“Natale e Capodanno sono due grandi feste, se le affrontiamo con lo stesso spirito con cui abbiamo affrontato Ferragosto non ne usciamo più”. Lo ha detto a Timeline, su Sky TG24 Massimo Galli, primario infettivologo dell’ospedale Sacco di Milano.
“Se anche ipoteticamente – ha spiegato – chiudessimo tutto per tre o quattro settimane e riaprissimo a Natale, è evidente che la riapertura non sarà una riapertura che può consentire alle persone di andare per cenoni e veglioni. Non vuol dire che gli italiani debbano diventare monaci di clausura, ma è necessario che abbiano comunque cautele. Dovremo abituarci all’idea che al sacrificio non può seguire il ‘liberi tuttì, finchè il vaccino non ci toglierà dai piedi questo problema”.
“Un aspetto decisamente pesante da sopportare per le persone che stanno a casa è la povertà di farmaci di cui disponiamo per le alleviare le preoccupazioni, vengono usati molti antibiotici che non servono a nulla, ma in fin dei conti le possibilità terapeutiche a domicilio sono molto limitate. Non che siano eccezionalmente impattanti anche per chi sta in ospedale, il grosso del recupero viene dato da tutta la terapia di supporto, che consente di valicare la parte più nera della malattia”, afferma Galli.
Sul ritardo della vaccinazione antinfluenziale, Galli aggiunge: “Il periodo influenzale va, di regola, da questi giorni di novembre, con qualche possibilità di anticipo perchè il virus influenzale non timbra il cartellino, fino ai primi di marzo. Di solito il picco è verso la quarta settimana di gennaio. La vaccinazione antinfluenzale era il caso che partisse in maniera efficiente da diversi giorni a questa parte”.
“Adesso – ha detto – non solo siamo in ritardo, ma la recrudescenza dell’epidemia limita anche la possibilità delle persone ad accedere alla vaccinazione e questo non va bene. Anticiparla troppo non va bene per altri versi, ma che ci siano dei ritardi e in particolare in Lombardia mi sembra assolutamente palese”.

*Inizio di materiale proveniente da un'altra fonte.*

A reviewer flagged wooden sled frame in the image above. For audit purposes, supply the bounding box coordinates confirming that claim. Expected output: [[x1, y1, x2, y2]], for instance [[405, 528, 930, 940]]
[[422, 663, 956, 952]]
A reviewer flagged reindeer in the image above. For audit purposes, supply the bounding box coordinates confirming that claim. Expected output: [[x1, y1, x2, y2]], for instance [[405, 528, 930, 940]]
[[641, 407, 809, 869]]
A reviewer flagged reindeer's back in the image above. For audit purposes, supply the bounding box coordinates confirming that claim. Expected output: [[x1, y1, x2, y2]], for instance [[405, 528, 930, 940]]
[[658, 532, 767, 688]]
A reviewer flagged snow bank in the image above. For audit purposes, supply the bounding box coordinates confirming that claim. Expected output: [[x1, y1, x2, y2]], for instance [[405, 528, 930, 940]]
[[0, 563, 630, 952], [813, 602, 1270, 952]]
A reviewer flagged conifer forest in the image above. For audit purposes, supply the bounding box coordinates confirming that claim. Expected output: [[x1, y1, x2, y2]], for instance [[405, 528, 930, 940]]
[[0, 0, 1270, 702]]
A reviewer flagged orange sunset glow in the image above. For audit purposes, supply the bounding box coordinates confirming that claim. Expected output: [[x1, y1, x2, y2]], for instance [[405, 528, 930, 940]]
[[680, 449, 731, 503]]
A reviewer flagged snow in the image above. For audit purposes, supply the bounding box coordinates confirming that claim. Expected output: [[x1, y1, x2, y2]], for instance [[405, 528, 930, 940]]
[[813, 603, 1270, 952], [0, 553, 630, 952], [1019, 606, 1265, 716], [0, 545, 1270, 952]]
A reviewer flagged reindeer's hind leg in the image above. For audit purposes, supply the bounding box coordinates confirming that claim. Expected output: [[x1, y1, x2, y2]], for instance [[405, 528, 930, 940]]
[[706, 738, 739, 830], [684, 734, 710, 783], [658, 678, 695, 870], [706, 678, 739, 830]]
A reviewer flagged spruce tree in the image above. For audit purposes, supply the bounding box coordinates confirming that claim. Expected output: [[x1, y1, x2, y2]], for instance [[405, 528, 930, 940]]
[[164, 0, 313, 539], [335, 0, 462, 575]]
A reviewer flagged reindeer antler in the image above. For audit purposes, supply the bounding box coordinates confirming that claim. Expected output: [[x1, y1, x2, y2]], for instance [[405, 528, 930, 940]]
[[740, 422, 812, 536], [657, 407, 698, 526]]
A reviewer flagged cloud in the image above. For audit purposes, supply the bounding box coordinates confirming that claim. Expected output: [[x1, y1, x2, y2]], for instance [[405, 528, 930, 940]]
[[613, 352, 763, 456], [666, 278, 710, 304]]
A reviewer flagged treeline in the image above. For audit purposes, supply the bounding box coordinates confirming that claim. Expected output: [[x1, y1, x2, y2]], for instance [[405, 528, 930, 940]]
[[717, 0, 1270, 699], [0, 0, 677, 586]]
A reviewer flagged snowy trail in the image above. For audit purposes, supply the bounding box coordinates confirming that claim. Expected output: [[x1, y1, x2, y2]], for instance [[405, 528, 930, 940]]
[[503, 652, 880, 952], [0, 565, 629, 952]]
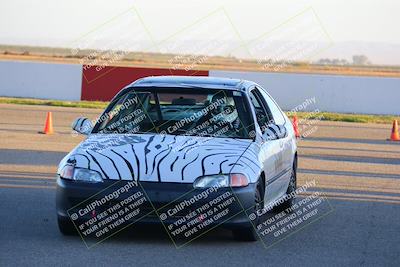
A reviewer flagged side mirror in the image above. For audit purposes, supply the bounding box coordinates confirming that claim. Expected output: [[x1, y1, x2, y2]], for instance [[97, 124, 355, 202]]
[[72, 117, 93, 135], [263, 124, 287, 141]]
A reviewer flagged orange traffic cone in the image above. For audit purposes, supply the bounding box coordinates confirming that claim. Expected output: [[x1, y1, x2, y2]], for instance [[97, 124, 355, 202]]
[[389, 120, 400, 141], [292, 115, 301, 138], [39, 112, 54, 134]]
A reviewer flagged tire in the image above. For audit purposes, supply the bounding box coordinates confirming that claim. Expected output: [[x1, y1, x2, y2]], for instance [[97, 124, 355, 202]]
[[277, 157, 297, 211], [57, 216, 77, 236], [232, 178, 265, 242]]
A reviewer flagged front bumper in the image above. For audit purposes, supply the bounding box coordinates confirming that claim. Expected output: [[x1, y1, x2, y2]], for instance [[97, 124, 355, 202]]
[[56, 178, 256, 228]]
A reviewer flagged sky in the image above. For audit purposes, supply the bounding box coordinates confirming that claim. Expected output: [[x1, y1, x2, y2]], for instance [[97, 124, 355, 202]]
[[0, 0, 400, 65]]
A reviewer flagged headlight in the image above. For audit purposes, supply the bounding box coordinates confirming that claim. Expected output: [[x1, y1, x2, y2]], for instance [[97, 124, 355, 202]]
[[193, 173, 249, 188], [60, 164, 103, 183]]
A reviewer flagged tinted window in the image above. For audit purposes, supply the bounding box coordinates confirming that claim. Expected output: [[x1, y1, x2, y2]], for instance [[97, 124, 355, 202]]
[[249, 89, 270, 131], [93, 88, 251, 138], [260, 89, 285, 125]]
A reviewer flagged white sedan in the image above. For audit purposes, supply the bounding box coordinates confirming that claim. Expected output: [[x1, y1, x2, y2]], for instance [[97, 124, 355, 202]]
[[57, 76, 297, 243]]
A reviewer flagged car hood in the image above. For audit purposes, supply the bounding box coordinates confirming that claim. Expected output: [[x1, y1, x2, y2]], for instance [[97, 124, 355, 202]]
[[60, 134, 260, 183]]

“Con gli Ordini dei medici delle province della Lombardia abbiamo redatto, ed è quasi terminata ma toccherà all’Ordine dei medici annunciarne l’utilizzo, una rapida linea guida con una serie di indicazioni che devono essere utili al medico di medicina generale per la pratica quotidiana e per offrire il massimo possibile dell’assistenza alle persone che stanno a casa, anche in termini di spiegazione e consiglio per quanto riguarda la loro specifica situazione”, ha detto il primario infettivologo dell’ospedale Sacco di Milano. “E’ più una questione di stanchezza che di paura, si tratta del dover constatare che i molti sforzi fatti ci hanno portato ad una situazione fotocopia di quella che abbiamo già vissuto”.

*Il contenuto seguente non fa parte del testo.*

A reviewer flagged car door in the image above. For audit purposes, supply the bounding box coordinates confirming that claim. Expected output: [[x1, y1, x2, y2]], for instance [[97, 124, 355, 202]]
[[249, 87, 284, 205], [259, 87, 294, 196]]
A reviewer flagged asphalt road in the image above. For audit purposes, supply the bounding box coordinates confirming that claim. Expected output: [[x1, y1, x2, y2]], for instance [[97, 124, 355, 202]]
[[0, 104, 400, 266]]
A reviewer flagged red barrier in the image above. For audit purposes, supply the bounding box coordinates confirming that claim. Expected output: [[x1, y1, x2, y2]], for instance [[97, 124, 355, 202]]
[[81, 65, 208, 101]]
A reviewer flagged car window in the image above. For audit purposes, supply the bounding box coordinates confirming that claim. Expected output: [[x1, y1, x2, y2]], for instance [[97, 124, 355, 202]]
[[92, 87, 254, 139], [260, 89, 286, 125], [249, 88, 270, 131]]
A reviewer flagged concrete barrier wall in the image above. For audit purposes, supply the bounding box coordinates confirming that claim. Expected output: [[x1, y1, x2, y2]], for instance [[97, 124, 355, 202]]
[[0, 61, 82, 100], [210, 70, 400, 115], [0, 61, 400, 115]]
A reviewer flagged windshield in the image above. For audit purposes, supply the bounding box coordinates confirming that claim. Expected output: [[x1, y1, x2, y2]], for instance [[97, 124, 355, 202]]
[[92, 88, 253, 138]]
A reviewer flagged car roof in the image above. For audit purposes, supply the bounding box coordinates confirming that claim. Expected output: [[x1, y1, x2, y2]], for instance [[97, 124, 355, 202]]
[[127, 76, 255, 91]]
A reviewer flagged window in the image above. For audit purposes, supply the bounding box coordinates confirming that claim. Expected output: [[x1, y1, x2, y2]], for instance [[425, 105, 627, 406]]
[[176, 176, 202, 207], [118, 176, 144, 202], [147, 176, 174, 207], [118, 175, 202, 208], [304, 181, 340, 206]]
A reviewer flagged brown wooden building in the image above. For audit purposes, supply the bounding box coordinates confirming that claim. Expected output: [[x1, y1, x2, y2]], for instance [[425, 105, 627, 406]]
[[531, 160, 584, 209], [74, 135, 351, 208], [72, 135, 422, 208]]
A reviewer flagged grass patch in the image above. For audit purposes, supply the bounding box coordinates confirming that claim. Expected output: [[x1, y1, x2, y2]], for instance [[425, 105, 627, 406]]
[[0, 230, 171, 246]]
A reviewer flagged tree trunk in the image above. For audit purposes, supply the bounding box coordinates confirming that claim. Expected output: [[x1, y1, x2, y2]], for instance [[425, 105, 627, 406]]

“Possiamo discutere – ha spiegato – sul fatto che non si tratta di una fotocopia esatta, ci sono molte cose differenti, come l’insorgenza, le caratteristiche, la diffusione e l’età dei primi malati arrivati, ma la sostanza alla fine dei conti è questa: si poteva probabilmente evitare o contenere il fenomeno molto di più, c’è stato tanto lavoro perchè questo potesse essere fatto, molto sacrificio condiviso di tutta la popolazione. Ritrovarci in questa condizione, in questo momento, è francamente difficile da ingoiare, ma si cerca di tenersi in piedi”. “Questa volta – ha aggiunto poi – abbiamo anche una fetta di personale che è a casa perchè ‘colpito alle spallè, non volutamente, perchè infettato nel contesto familiare o da un contatto stretto e quindi impedito nel poter lavorare. Non è un fenomeno da poco, è ampiamente diffuso.
“Qualcosa che non funziona sulla medicina territoriale c’è dall’inizio di tutta questa storia e anche prima, mi sembra estremamente evidente” ha aggiunto il primario infettivologo. “I medici di famiglia ancora lamentano, e non sono lamentazioni vane, un’importante carenza dell’organizzazione, di disponibilità di presidi e della gestione complessiva che possa portare alla miglior gestione possibile del paziente domiciliare. In questa malattia il 95% dei colpiti non ha sintomi che debbano portare a un ricovero, la maggioranza ha una malattia mite o non ha sintomi, ma ciò non toglie che abbia bisogno comunque di consigli e indicazioni. Una certa parte ha una sintomatologia di rilievo che pur non necessitando di ricovero in ospedale ha bisogno di supporto. Poi c’è quel 5% circa che, invece, in ospedale ci deve venire”.